Relaxing with a root canal

There are few outings new moms can count on for relaxation. An eye exam, the annual physical, anything necessitating time in a room sans children becomes a precious respite during those early days of turning newborns into functioning people.

Personally, I never once felt guilty about hiring a sitter for a check-up. In fact, I looked forward to my doctor appointments like a day at the spa.

I became especially giddy at the prospect of these mandatory solo outings shortly after the birth of our fourth child. I still remember the joy at my semi-annual dental appointment that first summer, when my dentist informed me I would need to return for a root canal.

For 45 heavenly minutes, he said, I would be off the grid, cradled in his chair. All by myself.

As it turned out, my virgin root canal voyage was also “Career Day” at a local high school in town, and a young teenage girl, whose name I do not remember but looked like Tori Spelling, had decided to shadow my dentist as she explored a career in dentistry.

I settled in as the chair made its gentle recline and opened wide. Dr. C grabbed the needle and gave Tori a thorough play-by-play of all he was doing inside my mouth.

Once sufficiently numb, Dr. C placed a bite blocker on a molar to prop my jaws apart and turned on the drill.

“Right here, you can see the root,” he told Tori through his mask.

I caught a glimpse of her forehead as she replied, “mmm-hmm.”

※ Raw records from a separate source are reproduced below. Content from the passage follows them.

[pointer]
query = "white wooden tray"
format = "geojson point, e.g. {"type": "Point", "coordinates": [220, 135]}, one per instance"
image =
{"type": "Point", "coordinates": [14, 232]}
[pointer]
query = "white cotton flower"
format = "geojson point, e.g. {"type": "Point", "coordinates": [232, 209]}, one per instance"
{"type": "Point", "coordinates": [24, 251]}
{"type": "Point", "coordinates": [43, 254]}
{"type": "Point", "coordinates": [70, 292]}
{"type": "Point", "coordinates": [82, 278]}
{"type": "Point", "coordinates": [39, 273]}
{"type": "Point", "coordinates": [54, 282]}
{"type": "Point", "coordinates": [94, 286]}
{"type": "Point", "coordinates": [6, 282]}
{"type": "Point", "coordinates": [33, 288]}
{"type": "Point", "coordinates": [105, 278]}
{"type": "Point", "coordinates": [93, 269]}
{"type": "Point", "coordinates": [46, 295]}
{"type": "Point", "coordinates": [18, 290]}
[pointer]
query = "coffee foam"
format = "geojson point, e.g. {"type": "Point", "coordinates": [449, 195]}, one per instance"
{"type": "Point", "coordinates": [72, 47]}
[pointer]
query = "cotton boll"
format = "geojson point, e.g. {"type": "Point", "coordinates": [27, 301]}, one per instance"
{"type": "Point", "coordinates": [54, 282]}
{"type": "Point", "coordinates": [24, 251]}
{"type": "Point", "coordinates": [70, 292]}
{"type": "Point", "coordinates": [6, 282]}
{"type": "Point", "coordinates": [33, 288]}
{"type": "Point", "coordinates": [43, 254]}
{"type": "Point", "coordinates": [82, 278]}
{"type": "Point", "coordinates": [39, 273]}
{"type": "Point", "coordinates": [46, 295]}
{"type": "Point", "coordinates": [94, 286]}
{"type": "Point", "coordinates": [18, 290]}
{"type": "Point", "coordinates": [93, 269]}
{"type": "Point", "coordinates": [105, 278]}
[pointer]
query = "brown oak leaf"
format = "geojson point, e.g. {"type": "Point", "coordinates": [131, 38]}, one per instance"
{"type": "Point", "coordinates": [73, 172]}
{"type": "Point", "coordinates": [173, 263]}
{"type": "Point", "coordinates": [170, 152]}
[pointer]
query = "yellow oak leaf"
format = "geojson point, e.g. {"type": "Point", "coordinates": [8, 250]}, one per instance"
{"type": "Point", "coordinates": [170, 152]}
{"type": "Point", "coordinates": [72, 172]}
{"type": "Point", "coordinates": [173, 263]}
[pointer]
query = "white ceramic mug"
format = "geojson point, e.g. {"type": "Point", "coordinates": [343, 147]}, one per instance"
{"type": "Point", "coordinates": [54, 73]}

“Now when I pull on it,” Dr. C continued, “you can see the entire root just comes right …”

THUD.

“Tori!” Dr. C called to the floor.

Tori had passed out at the sight of what I imagined to be a bloody, vampire-like, mangled mess coming out of my mouth, a mouth I could not close due to the bite blocker still in place.

“Get me the smelling salts!” Dr. C called to his staff. I tried awkwardly to sit up, but I could not move from the reclined chair; instead I floundered like a turtle on its back with its mouth propped open, draped with a plastic bib while a flurry of action erupted around me.

“Would you like a magazine?” his assistant offered, as I lay open-mouthed and captive in the chair, giving thanks this had not happened midway through a mammogram.

I nodded and uttered, “Eee-le” through the bite blocker. She smiled and brought the latest “People” from the rack while Dr. C worked on reviving his newest patient who, I imagine, not only made a career change that day, but also likely became a candidate for sedation dentistry.

Luckily the Novocain held up better than Tori did, and Dr. C was able to finish the job. But not before I finished my magazine. And I returned home drooling but refreshed from a morning of R-n-R (root canals and relaxation) at the dentist.